Cloudera is used by the largest global companies across industries—including healthcare, life sciences, financial services, manufacturing, and high tech—to collectively manage over 25 exabytes of data and drive real-time insights via AI and analytics. We’ve helped and learned from hundreds of enterprises using large language models (LLMs) to build applications, assistants, and agents that power productivity and transform processes. Over the last three years, open and closed models have thrived and application architectures have evolved from RAG to agentic. However, one theme remains consistent: combining proprietary enterprise data and context with generative AI models.
Private AI refers to the ability to use all your proprietary data to build and run AI models, applications and agents—whether you use public cloud or on-premises infrastructure—without data or insight being shared outside of your organization in any way.

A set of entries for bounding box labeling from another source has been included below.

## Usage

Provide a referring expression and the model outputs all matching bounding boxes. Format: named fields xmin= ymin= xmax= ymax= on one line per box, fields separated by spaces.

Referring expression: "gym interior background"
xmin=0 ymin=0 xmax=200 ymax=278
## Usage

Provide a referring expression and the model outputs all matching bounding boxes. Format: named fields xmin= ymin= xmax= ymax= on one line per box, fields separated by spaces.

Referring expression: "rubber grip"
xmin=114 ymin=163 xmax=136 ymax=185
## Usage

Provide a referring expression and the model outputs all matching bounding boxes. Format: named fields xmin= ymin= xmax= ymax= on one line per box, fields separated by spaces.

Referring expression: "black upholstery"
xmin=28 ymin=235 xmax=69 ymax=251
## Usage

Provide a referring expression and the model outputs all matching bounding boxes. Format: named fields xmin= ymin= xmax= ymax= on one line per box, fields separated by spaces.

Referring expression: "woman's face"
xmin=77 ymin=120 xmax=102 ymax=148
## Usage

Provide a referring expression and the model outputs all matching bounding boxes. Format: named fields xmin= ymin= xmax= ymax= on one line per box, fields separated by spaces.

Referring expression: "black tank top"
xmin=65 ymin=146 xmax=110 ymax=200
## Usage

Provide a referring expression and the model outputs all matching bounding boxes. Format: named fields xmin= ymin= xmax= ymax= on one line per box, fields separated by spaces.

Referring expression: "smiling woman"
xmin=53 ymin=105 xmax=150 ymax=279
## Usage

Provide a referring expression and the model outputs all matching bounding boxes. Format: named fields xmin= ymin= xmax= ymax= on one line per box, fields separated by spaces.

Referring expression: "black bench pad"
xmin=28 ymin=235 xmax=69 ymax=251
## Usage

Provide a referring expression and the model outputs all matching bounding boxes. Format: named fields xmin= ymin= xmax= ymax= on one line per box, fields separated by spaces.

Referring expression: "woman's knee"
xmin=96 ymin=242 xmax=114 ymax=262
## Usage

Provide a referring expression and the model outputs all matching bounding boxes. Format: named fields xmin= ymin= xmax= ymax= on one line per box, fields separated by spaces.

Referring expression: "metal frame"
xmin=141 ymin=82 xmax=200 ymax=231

When AI is built privately, all your training data, configurations, and resulting fine-tuned models are kept within your security perimeter, ensuring every step of model creation remains entirely under your control.
When AI is run privately, all your model endpoints are within your security perimeter, so all of your prompts and context sent to models and the responses received stay within your organization’s environment.
Simply put, Private AI is about taking the tremendous innovation in AI while guaranteeing zero external exposure of sensitive data.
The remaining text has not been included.